Tag Archives: critique partner

Hiding

Books are the quietest and most constant of friends; they are the most accessible and wisest of counselors, and the most patient of teachers.  ~Charles W. Eliot

Whenever I feel sad or depressed or too anxious to function I have a tendency to hide. And looking at my blog and how I haven’t posted for most of January I think it is safe to say that I have been hiding.

When I was in high school, my way to hide included a dark blue sweater with a Mickey Mouse embroidered on the front. I felt a lot like Mia Thermopolis from the Princess Diaries – minus the whole royalty spiel.

For the most part, I have tried to use other more positive coping mechanisms in my life. However, I didn’t realize it until now, but I have fallen back on the hiding technique. It is just easier to pretend nothing is wrong when I pretend I am not there.

There are several reasons I think I went into this mode during January – a lot of overwhelming things have happened.

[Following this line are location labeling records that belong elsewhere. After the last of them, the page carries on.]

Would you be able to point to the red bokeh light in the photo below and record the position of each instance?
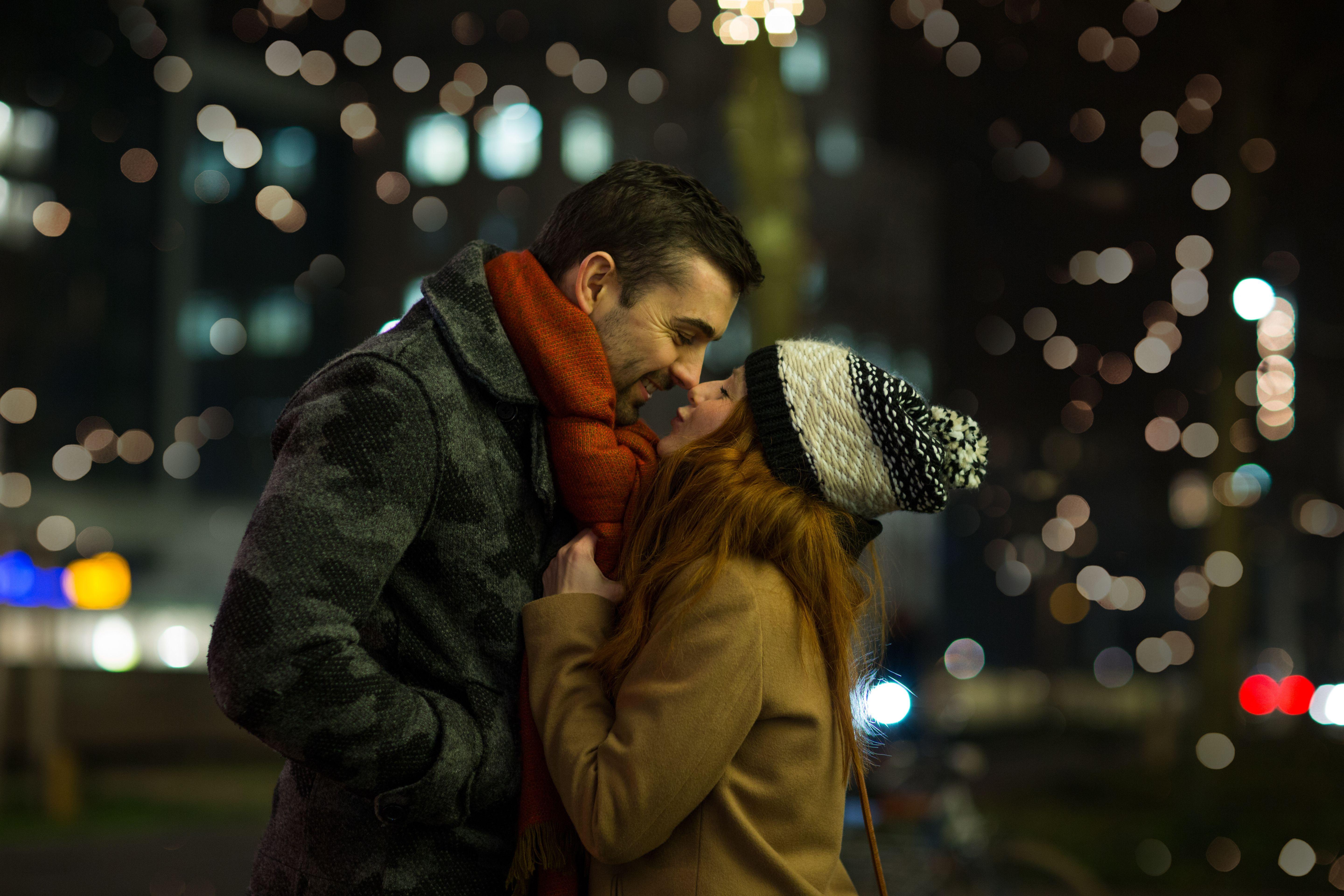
(1259, 695)
(1295, 695)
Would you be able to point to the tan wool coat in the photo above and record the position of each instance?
(718, 770)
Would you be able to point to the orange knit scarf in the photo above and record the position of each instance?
(600, 468)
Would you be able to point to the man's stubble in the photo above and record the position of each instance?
(626, 365)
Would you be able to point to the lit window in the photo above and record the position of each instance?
(290, 159)
(511, 143)
(18, 202)
(806, 66)
(499, 230)
(436, 150)
(585, 144)
(280, 326)
(196, 318)
(28, 139)
(839, 150)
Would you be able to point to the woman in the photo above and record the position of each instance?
(698, 721)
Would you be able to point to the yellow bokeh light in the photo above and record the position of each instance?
(103, 582)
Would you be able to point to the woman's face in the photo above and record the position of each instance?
(711, 404)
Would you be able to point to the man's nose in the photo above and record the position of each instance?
(686, 371)
(700, 393)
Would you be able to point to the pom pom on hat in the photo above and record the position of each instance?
(966, 451)
(857, 436)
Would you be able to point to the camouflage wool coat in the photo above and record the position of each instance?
(370, 629)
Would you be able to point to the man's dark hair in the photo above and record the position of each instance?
(652, 220)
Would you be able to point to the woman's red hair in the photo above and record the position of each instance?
(717, 499)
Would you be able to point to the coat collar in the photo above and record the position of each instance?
(459, 296)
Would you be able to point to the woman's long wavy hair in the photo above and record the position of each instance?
(717, 499)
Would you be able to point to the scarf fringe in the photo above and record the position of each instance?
(542, 847)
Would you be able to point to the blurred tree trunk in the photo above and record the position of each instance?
(1238, 117)
(769, 151)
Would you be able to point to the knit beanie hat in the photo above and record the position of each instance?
(855, 436)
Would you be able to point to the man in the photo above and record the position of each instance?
(370, 629)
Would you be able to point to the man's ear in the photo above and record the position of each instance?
(595, 281)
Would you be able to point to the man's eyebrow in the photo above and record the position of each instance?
(710, 334)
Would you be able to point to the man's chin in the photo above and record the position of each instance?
(627, 412)
(627, 406)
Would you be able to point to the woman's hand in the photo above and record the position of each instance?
(574, 571)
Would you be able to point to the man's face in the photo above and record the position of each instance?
(661, 340)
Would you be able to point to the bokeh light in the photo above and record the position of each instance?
(1295, 695)
(1068, 606)
(1259, 695)
(1154, 655)
(139, 166)
(1215, 752)
(889, 703)
(1060, 353)
(15, 490)
(1040, 324)
(1211, 191)
(284, 58)
(182, 460)
(410, 74)
(50, 218)
(1093, 582)
(216, 123)
(1113, 668)
(358, 122)
(1181, 645)
(1194, 252)
(589, 76)
(1086, 126)
(429, 214)
(173, 74)
(1159, 150)
(1259, 155)
(964, 659)
(1224, 855)
(115, 645)
(178, 647)
(1253, 299)
(963, 58)
(1152, 355)
(318, 68)
(57, 532)
(242, 148)
(362, 48)
(72, 463)
(646, 87)
(135, 447)
(228, 336)
(1199, 440)
(101, 582)
(18, 405)
(1224, 569)
(393, 187)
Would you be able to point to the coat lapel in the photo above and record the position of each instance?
(459, 298)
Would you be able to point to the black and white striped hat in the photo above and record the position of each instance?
(851, 433)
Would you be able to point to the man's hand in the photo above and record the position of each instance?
(574, 571)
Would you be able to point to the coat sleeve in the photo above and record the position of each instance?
(632, 772)
(353, 484)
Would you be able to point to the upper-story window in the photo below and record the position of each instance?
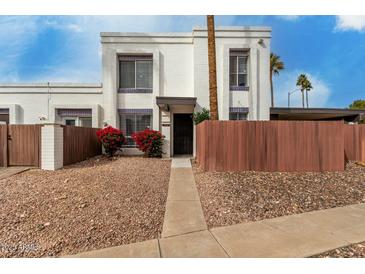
(135, 73)
(238, 70)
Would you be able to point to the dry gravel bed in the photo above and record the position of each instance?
(236, 197)
(94, 204)
(351, 251)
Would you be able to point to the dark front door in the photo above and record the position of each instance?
(183, 134)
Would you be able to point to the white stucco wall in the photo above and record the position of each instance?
(180, 66)
(257, 99)
(180, 69)
(40, 100)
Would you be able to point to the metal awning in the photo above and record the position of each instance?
(164, 102)
(316, 114)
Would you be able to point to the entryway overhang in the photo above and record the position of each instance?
(165, 103)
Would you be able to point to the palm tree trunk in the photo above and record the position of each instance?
(306, 94)
(272, 90)
(213, 100)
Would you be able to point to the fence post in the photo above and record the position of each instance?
(52, 147)
(5, 145)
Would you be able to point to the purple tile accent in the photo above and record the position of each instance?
(238, 110)
(135, 110)
(239, 88)
(135, 90)
(4, 111)
(75, 112)
(238, 52)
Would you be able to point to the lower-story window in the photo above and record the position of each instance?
(77, 121)
(75, 117)
(131, 122)
(238, 113)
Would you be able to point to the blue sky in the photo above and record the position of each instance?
(329, 49)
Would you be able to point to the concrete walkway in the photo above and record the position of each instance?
(183, 213)
(6, 172)
(185, 233)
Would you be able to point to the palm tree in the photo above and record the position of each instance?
(276, 65)
(213, 100)
(305, 86)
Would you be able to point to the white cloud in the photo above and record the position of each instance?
(289, 17)
(286, 82)
(78, 58)
(350, 22)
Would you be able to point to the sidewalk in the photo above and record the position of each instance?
(6, 172)
(185, 232)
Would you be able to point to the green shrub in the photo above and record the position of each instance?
(202, 115)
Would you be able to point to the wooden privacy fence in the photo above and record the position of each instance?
(79, 143)
(270, 145)
(355, 142)
(20, 145)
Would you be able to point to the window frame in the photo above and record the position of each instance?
(77, 120)
(237, 54)
(135, 59)
(124, 130)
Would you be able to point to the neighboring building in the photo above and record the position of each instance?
(317, 114)
(155, 80)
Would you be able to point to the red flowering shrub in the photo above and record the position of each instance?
(150, 142)
(111, 138)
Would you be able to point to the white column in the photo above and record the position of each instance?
(52, 147)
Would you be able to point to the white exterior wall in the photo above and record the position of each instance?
(52, 147)
(257, 99)
(180, 69)
(28, 102)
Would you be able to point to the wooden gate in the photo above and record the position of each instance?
(20, 145)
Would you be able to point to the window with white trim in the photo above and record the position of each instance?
(134, 122)
(238, 70)
(135, 73)
(237, 116)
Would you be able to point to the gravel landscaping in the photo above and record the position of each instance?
(351, 251)
(236, 197)
(91, 205)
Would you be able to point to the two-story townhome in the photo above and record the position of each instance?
(155, 80)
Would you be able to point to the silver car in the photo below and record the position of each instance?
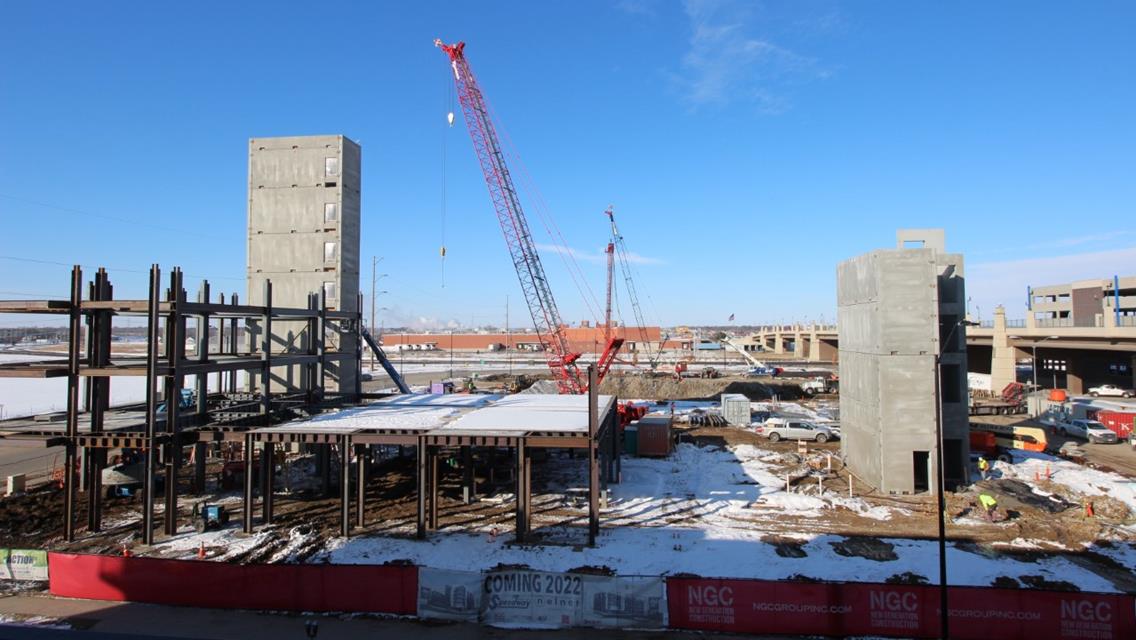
(780, 429)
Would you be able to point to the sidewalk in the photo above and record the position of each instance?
(128, 621)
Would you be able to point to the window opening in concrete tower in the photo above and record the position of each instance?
(920, 471)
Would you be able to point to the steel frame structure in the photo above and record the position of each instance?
(234, 416)
(163, 435)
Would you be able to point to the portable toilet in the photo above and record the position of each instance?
(735, 408)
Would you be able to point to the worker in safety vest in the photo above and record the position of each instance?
(988, 505)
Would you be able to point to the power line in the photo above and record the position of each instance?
(40, 262)
(103, 216)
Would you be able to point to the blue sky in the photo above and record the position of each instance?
(748, 147)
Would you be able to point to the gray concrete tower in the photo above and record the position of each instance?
(303, 235)
(898, 310)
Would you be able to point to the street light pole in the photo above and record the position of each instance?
(374, 265)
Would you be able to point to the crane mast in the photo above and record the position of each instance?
(534, 284)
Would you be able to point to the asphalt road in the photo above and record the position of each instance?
(118, 621)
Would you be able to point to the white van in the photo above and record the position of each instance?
(1088, 430)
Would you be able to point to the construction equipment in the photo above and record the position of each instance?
(1012, 400)
(209, 517)
(385, 362)
(518, 239)
(758, 366)
(618, 246)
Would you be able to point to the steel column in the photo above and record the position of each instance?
(362, 457)
(432, 457)
(200, 457)
(423, 481)
(151, 408)
(71, 460)
(267, 454)
(468, 482)
(344, 485)
(593, 467)
(247, 507)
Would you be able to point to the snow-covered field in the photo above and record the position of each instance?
(693, 513)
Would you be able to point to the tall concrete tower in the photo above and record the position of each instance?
(899, 309)
(303, 235)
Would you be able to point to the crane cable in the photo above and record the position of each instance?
(448, 105)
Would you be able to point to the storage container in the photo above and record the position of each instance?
(735, 408)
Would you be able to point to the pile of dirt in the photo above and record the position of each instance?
(786, 547)
(907, 578)
(1017, 493)
(866, 547)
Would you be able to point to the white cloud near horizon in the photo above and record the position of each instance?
(598, 257)
(1005, 282)
(725, 61)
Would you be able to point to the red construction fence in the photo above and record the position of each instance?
(737, 606)
(305, 588)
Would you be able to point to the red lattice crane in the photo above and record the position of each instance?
(534, 284)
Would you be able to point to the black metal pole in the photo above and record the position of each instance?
(944, 613)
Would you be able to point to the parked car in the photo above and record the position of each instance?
(1111, 390)
(780, 429)
(1088, 430)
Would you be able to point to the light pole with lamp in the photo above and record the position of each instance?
(941, 489)
(374, 279)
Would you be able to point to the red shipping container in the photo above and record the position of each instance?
(654, 435)
(1120, 422)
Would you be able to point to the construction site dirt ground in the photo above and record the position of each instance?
(720, 483)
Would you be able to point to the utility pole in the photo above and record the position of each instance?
(374, 264)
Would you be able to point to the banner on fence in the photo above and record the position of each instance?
(23, 564)
(553, 600)
(449, 595)
(745, 606)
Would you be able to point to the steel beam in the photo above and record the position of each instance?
(423, 481)
(267, 466)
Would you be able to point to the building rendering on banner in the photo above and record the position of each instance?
(303, 235)
(900, 324)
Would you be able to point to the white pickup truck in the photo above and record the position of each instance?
(1111, 390)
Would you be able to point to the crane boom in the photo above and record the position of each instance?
(534, 284)
(618, 243)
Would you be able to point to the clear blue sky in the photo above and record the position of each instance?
(748, 147)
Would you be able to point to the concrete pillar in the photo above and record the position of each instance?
(813, 354)
(1003, 360)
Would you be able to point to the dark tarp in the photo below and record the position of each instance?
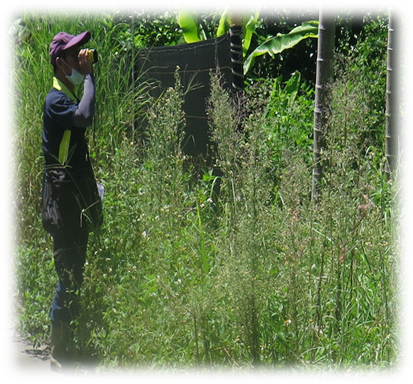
(195, 62)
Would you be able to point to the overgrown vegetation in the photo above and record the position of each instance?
(255, 284)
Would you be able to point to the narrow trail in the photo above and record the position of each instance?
(20, 361)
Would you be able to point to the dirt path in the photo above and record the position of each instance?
(20, 361)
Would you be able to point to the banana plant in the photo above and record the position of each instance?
(188, 19)
(281, 42)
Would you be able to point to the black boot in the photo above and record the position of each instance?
(59, 359)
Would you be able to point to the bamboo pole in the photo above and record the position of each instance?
(322, 108)
(235, 10)
(393, 89)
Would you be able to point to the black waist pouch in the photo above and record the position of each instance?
(70, 201)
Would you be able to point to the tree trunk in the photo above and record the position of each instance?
(393, 89)
(322, 109)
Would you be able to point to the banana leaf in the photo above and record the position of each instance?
(188, 20)
(250, 15)
(282, 42)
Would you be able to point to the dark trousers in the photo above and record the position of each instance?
(69, 258)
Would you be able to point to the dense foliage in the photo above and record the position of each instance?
(252, 284)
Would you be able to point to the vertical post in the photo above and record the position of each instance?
(133, 71)
(322, 108)
(236, 46)
(393, 89)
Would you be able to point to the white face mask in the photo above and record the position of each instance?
(75, 77)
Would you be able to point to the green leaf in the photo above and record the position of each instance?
(281, 42)
(250, 15)
(188, 20)
(225, 21)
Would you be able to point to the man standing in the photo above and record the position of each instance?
(69, 195)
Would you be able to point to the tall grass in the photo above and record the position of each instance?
(257, 284)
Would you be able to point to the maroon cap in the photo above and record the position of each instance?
(63, 41)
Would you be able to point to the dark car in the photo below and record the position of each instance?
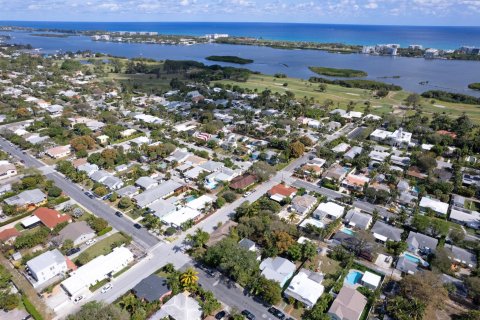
(72, 251)
(210, 273)
(248, 315)
(277, 313)
(222, 314)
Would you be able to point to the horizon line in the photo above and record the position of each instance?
(249, 22)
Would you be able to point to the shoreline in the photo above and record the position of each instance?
(172, 39)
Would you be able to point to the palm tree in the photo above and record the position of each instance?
(189, 278)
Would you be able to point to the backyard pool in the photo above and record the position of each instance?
(412, 258)
(353, 277)
(347, 231)
(190, 198)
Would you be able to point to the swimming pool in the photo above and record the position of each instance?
(412, 258)
(347, 231)
(190, 198)
(353, 277)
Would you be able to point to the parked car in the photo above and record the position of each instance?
(72, 251)
(277, 313)
(222, 314)
(106, 287)
(90, 241)
(248, 314)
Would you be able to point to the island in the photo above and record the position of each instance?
(230, 59)
(334, 72)
(474, 86)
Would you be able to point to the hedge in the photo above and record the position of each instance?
(104, 231)
(31, 308)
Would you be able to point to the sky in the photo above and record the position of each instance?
(397, 12)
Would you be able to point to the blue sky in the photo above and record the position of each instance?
(403, 12)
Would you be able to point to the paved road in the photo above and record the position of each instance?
(141, 237)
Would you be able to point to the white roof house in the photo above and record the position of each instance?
(277, 269)
(176, 218)
(328, 209)
(179, 307)
(306, 287)
(97, 270)
(371, 280)
(200, 202)
(436, 205)
(47, 265)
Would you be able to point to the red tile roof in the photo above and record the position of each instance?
(8, 233)
(282, 189)
(50, 217)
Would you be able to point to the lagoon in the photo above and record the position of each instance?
(452, 75)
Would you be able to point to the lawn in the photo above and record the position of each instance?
(341, 96)
(104, 246)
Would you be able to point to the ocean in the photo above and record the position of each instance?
(428, 36)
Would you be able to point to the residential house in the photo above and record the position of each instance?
(146, 183)
(355, 182)
(384, 232)
(96, 270)
(277, 269)
(336, 172)
(303, 204)
(9, 235)
(305, 287)
(420, 243)
(439, 207)
(352, 153)
(51, 218)
(461, 256)
(152, 288)
(159, 192)
(78, 232)
(329, 210)
(179, 307)
(28, 199)
(59, 152)
(465, 217)
(47, 266)
(348, 305)
(243, 182)
(281, 191)
(357, 219)
(7, 170)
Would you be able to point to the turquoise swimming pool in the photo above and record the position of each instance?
(353, 277)
(347, 231)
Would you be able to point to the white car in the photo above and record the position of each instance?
(91, 241)
(78, 299)
(107, 287)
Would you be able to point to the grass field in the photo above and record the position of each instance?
(334, 72)
(341, 96)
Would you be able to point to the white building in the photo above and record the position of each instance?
(306, 287)
(47, 265)
(330, 210)
(434, 204)
(96, 270)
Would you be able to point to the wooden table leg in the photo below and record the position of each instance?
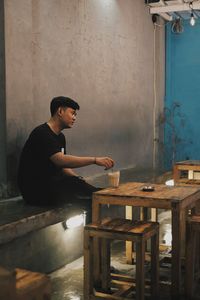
(96, 216)
(129, 244)
(176, 250)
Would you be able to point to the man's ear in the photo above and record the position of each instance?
(59, 111)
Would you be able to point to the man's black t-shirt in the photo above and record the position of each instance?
(37, 174)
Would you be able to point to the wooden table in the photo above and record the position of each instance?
(176, 198)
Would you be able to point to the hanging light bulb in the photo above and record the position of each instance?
(192, 19)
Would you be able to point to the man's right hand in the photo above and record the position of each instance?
(106, 162)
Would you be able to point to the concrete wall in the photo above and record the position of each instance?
(100, 52)
(3, 172)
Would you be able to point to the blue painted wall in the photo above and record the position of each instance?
(182, 102)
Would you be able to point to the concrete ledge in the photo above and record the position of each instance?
(30, 218)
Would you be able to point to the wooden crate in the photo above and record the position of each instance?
(32, 285)
(7, 284)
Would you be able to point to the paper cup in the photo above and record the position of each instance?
(113, 179)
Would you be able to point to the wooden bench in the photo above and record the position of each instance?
(120, 229)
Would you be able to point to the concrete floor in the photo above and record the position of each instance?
(67, 282)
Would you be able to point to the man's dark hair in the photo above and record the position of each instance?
(62, 101)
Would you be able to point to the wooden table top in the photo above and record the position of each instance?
(161, 191)
(188, 162)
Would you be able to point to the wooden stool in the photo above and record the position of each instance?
(32, 285)
(192, 254)
(127, 230)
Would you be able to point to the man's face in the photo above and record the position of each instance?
(67, 117)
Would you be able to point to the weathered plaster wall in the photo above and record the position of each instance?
(99, 52)
(3, 172)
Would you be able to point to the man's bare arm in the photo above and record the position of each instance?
(69, 161)
(69, 172)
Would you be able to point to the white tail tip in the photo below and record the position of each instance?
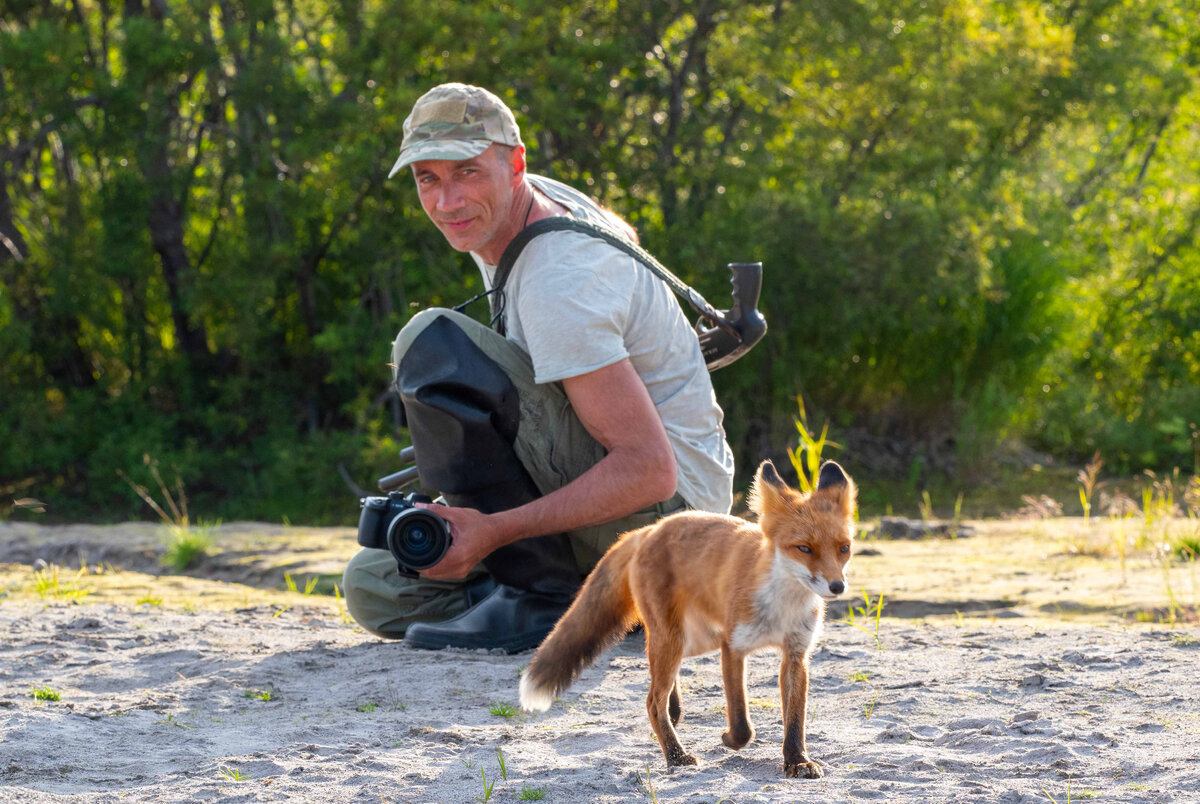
(534, 699)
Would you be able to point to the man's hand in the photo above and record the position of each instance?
(473, 535)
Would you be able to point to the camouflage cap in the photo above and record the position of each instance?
(455, 121)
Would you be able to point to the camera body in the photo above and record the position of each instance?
(417, 538)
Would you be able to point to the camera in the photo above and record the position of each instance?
(415, 537)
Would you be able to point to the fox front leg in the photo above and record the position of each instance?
(793, 688)
(741, 730)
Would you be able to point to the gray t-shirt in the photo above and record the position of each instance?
(576, 304)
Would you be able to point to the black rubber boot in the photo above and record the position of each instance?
(463, 413)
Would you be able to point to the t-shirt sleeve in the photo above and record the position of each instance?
(573, 305)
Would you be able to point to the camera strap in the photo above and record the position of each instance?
(564, 223)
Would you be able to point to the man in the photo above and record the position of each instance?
(592, 415)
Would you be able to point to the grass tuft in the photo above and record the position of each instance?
(502, 709)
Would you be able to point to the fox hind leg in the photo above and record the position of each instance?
(675, 707)
(665, 653)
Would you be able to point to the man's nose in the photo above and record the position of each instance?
(449, 198)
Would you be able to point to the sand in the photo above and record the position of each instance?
(196, 696)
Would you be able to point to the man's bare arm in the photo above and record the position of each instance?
(639, 471)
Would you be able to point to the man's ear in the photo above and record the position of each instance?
(519, 165)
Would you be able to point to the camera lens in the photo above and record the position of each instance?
(418, 539)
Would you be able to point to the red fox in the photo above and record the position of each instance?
(703, 581)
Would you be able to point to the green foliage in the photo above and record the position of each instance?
(978, 221)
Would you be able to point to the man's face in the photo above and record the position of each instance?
(469, 201)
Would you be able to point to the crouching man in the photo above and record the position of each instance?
(587, 412)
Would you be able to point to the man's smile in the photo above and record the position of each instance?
(459, 225)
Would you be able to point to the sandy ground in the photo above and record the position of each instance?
(1027, 678)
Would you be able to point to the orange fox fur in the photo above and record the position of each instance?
(699, 582)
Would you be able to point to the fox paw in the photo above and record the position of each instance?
(737, 739)
(803, 769)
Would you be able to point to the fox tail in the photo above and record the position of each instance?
(601, 615)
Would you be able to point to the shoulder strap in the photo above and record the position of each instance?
(563, 223)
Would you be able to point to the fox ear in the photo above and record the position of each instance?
(769, 474)
(768, 490)
(834, 481)
(832, 475)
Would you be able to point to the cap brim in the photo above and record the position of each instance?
(439, 149)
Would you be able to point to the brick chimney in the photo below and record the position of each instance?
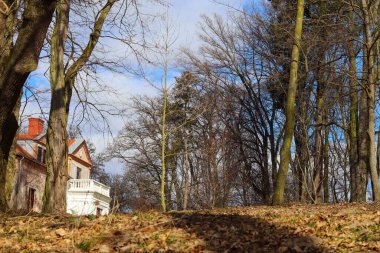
(36, 126)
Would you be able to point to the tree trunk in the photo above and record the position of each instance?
(370, 82)
(326, 165)
(353, 129)
(186, 191)
(15, 68)
(362, 139)
(278, 197)
(56, 147)
(318, 153)
(56, 143)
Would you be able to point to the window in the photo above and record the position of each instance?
(41, 155)
(79, 172)
(31, 196)
(73, 171)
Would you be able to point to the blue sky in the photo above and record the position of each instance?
(185, 14)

Firstly, I read a writing blog called Miss Snark’s First Victim run by the lovely Authoress. She ran a Critique Partner Dating Service. I actually put myself out there, which is a challenge for me. I met some lovely people. However, it seems that none of them have clicked. Perhaps there is still some sting from rejection. And sting from an honest critique. (I probably started the novel in the wrong place and my first line wasn’t a hook. Sigh. I suck at writing hooks.)

It isn’t that I don’t want honesty, but the critique killed my creative voice. And the critical voice has been in the forefront since then. I’ve been feeling apathetic and averse to writing since then. I suppose it just means that this person was not my destined critique partner. And that is ok. I wasn’t super nice to them either. Their technical skills were solid, but for me, their character fell flat.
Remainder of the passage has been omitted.